I suppose I could be jerk and my computer just hates me.


----------



## fronclynne (Jun 4, 2010)

wblock said:
			
		

> Laptop?  Hmm, other ideas: need new settings for the mouse with new xorg (like Emulate3Buttons Off), or maybe you're using the Synaptics driver and there are new/different options?  xorg.conf and Xorg.0.log might help.



woof, I dunno, it's weird though the way it comes and goes like a heisenbug.  I'm starting to suspect it's temperature-related.

In any case, you can have a look:
(sorry about having to bzip2(1) the Xorg.log.0 file . . . meh)


----------



## aragon (Jun 4, 2010)

FWIW this sometimes happens to me with Xorg 7.4 and Xfce.  Rebooting does fix it though...


----------



## wblock@ (Jun 4, 2010)

aragon said:
			
		

> FWIW this sometimes happens to me with Xorg 7.4 and Xfce.  Rebooting does fix it though...



Is that a on desktop or laptop?  PS/2 or USB mouse?
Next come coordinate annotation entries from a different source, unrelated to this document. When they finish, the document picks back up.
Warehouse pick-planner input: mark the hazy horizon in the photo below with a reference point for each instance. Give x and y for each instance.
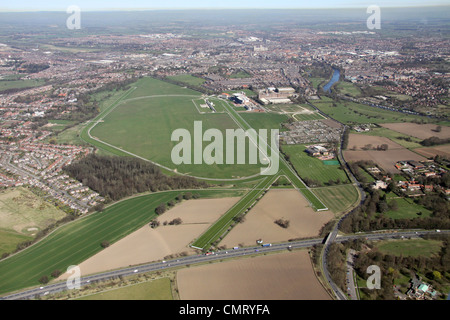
(141, 5)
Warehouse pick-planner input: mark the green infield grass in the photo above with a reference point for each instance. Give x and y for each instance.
(313, 168)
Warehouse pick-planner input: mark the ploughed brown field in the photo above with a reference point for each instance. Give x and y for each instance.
(421, 131)
(431, 152)
(286, 204)
(147, 244)
(282, 276)
(385, 159)
(359, 141)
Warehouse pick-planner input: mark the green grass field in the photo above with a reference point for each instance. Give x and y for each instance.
(313, 168)
(410, 247)
(158, 289)
(407, 209)
(338, 198)
(142, 123)
(81, 239)
(220, 226)
(188, 79)
(19, 84)
(350, 112)
(396, 137)
(307, 117)
(348, 88)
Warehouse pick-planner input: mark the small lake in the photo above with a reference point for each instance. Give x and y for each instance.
(334, 79)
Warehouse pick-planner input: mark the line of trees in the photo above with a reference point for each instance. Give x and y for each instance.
(118, 177)
(370, 215)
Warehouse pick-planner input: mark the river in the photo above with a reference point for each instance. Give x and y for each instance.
(334, 79)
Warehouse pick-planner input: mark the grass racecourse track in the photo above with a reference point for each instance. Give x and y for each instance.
(170, 107)
(141, 122)
(75, 242)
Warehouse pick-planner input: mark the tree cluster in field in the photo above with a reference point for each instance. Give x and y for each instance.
(40, 234)
(433, 141)
(162, 207)
(345, 138)
(434, 268)
(119, 177)
(391, 266)
(371, 216)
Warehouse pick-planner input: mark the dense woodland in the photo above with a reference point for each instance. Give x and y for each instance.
(119, 177)
(392, 267)
(371, 216)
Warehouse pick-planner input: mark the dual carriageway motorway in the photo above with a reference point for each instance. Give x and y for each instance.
(220, 255)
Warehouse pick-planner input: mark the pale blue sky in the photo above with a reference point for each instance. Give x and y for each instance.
(62, 5)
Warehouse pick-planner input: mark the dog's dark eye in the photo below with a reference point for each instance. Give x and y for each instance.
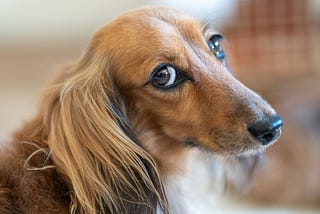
(167, 76)
(216, 46)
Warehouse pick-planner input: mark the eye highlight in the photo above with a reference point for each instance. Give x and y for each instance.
(167, 76)
(215, 45)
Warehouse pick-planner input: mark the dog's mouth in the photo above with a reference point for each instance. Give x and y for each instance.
(229, 144)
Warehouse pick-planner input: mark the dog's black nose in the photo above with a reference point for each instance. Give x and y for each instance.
(266, 130)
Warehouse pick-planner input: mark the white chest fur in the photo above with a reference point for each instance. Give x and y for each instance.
(196, 188)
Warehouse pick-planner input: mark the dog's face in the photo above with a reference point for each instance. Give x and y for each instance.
(172, 71)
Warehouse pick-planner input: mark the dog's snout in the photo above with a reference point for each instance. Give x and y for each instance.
(266, 130)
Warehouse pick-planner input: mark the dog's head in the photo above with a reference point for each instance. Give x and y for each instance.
(173, 72)
(152, 70)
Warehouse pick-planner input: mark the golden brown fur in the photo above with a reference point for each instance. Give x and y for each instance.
(106, 141)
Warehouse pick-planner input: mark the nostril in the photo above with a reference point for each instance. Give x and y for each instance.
(266, 130)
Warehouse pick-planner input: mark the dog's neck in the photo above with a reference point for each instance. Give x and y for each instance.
(193, 180)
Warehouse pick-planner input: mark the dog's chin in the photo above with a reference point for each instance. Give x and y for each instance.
(246, 149)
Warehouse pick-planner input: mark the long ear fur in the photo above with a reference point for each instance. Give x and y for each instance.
(106, 170)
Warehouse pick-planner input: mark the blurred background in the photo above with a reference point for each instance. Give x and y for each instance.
(273, 47)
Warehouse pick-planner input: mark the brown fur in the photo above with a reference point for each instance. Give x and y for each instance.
(105, 140)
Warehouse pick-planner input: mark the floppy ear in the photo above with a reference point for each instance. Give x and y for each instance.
(93, 146)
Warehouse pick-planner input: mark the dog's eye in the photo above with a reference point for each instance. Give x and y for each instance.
(167, 76)
(216, 46)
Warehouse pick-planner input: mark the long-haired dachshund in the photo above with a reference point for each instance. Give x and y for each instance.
(127, 127)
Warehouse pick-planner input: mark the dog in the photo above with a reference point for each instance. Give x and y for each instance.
(149, 120)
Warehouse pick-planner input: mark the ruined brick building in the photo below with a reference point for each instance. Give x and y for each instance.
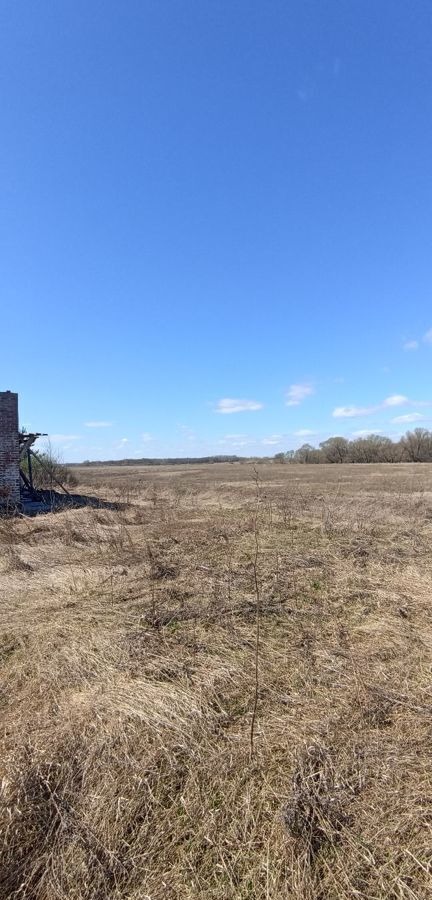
(10, 491)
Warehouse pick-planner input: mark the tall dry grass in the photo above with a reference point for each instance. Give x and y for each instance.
(129, 681)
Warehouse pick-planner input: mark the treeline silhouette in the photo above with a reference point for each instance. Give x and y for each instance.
(175, 461)
(414, 446)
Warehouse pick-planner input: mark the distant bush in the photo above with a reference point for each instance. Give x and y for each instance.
(48, 471)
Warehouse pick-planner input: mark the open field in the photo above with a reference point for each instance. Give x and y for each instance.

I use xfce, too, but I've never seen a mouse focus problem (USB mouse, desktop).  Always on click to focus, though.


----------



## aragon (Jun 4, 2010)

wblock said:
			
		

> Is that a on desktop or laptop?  PS/2 or USB mouse?


Desktop, USB.

I don't think it's a hardware problem.  I can't even Alt-Tab between apps when it happens.


----------



## fronclynne (Jun 6, 2010)

aragon said:
			
		

> Desktop, USB.
> 
> I don't think it's a hardware problem.  I can't even Alt-Tab between apps when it happens.



Yeah, the thing that's really getting to me is that there doesn't seem to be any error message or any way to debug it.


----------



## aragon (Jun 7, 2010)

fronclynne said:
			
		

> Yeah, the thing that's really getting to me is that there doesn't seem to be any error message or any way to debug it.


In my case it takes a good month or so of uptime to occur.  Very hard to debug.


----------